In January 2012, ProBuild opened a new location in Altoona, Pa., approximately 100 miles east of Pittsburgh. The 65,000-sq.-ft. Altoona facility included a kitchen, bath and millwork showroom, as well as a full assortment of building materials. ProBuild Altoona also offered installation services.
Last year, ProBuild opened two other locations near Pittsburgh, which is the home turf of rival pro dealer 84 Lumber: White Oak, Pa., and Morgantown, W.Va.
ProBuild will close operations in Pittsburgh, affecting the Altoona and White Oak, Pa., locations, as well as Morgantown, W.Va., and Hagerstown, Md.; in last week’s announcement, Marchbank said the Winchester, Va., and Frederick, Md., locations will handle the redirected Hagerstown business.
"The strategy of opening a greenfield location in a competitive market with challenging economic conditions is not an effective approach to market growth," Marchbank wrote in the memo.
EPA delays lead paint rule for commercial buildings
The Environmental Protection Agency (EPA) has delayed its plans to expand the Lead: Renovation, Repair and Painting Rule to commercial buildings until 2015, the National Association of Home Builders (NAHB) reported. The existing rule that governs any single-family housing continues to apply, including multi-family residential units that are part of mixed-use construction, or any commercial space where a child under the age of six resides or “regularly” visits, such as day care centers.
The EPA had entered into a voluntary — and controversial — legal settlement with environmental groups that will significantly expand the residential lead paint rule to commercial buildings. The final element of the legal settlement required EPA to accelerate the development of the commercial buildings rule, and the agency agreed to introduce one by September 2012.
However, as NAHB and other trade groups repeatedly pointed out to EPA and members of Congress charged with EPA oversight, the agency failed to perform prerequisite studies on the potential lead dust exposures to adults — not children — during renovation activities in pre-1978 commercial buildings.
Under federal law, the EPA is required to perform these studies prior to proposing a commercial building rule.

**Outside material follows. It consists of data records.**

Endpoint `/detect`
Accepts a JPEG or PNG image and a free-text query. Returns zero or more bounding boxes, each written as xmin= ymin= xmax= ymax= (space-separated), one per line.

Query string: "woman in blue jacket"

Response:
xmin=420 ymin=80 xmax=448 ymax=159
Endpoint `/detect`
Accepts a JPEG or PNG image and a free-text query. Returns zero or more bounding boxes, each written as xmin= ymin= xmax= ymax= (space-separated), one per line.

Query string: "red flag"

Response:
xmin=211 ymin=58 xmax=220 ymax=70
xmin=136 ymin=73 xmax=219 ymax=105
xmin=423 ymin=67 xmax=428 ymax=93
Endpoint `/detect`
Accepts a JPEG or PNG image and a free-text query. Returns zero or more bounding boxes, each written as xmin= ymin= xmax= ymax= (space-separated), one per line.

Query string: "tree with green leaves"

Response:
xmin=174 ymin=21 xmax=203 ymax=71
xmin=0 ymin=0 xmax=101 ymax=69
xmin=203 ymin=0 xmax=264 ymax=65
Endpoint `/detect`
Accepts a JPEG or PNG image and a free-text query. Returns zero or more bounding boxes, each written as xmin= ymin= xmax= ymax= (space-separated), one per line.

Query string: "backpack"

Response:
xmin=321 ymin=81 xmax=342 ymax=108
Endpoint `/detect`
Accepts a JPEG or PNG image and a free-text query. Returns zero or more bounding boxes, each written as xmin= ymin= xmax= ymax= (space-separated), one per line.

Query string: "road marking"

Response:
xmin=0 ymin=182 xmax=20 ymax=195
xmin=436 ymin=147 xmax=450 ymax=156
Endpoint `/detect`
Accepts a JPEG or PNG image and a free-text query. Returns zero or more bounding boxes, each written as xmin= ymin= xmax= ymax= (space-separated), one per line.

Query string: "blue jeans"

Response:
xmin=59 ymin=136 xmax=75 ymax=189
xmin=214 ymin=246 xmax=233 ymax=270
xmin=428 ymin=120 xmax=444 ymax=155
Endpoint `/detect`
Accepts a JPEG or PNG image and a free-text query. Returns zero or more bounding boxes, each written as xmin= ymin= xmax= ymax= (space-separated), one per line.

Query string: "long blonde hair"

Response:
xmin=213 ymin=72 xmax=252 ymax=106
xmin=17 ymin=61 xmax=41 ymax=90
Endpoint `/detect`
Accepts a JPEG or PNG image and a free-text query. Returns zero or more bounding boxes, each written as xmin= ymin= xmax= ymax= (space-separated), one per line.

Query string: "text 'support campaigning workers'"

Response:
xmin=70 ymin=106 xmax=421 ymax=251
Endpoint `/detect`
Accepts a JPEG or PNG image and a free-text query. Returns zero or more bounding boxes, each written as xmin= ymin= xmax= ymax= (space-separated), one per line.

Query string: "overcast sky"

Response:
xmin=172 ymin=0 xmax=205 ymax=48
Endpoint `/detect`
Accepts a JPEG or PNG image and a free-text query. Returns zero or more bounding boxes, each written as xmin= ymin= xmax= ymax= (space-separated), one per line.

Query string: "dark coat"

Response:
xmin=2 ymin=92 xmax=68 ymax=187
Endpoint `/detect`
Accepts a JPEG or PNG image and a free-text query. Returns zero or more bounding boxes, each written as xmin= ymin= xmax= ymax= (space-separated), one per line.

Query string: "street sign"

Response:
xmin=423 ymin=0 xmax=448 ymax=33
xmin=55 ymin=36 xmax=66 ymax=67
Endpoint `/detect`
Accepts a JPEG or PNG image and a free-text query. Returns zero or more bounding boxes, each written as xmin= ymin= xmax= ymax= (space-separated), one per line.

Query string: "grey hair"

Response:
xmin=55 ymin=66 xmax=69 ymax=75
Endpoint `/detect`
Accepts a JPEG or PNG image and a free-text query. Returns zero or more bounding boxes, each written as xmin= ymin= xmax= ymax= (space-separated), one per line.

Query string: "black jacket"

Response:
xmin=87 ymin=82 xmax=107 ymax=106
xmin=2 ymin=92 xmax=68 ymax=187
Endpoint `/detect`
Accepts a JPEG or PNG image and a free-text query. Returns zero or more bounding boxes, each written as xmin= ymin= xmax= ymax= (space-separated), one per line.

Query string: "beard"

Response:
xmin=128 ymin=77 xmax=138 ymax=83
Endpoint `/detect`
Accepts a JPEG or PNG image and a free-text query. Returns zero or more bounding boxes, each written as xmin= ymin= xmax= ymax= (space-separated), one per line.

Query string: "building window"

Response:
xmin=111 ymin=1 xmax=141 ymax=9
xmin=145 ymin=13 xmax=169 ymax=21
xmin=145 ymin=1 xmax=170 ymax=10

To date, the EPA has not conducted the required study.
Because lead-based paint can still be used in commercial and industrial buildings, the commercial rule would apply to every commercial building in the country regardless of when built.
In addition, EPA has yet to approve a test kit for the presence of lead-based paint that meets the accuracy standard it said it would require when the residential rule was implemented in 2010.
The residential rule has created a competitive disadvantage for professional remodelers bidding against fly-by-night contractors, and lack of consumer awareness only fuels this disparity. Many professional remodelers are being outbid because their prices include compliance with the rule while their competitors do not.
NAHB continues to voice its concerns that this same inequity may transfer to the commercial market. The EPA’s three-year delay in developing the lead paint rule for commercial buildings is in part a recognition by the agency that it has not conducted the required analysis to move forward in the near term, the NAHB states.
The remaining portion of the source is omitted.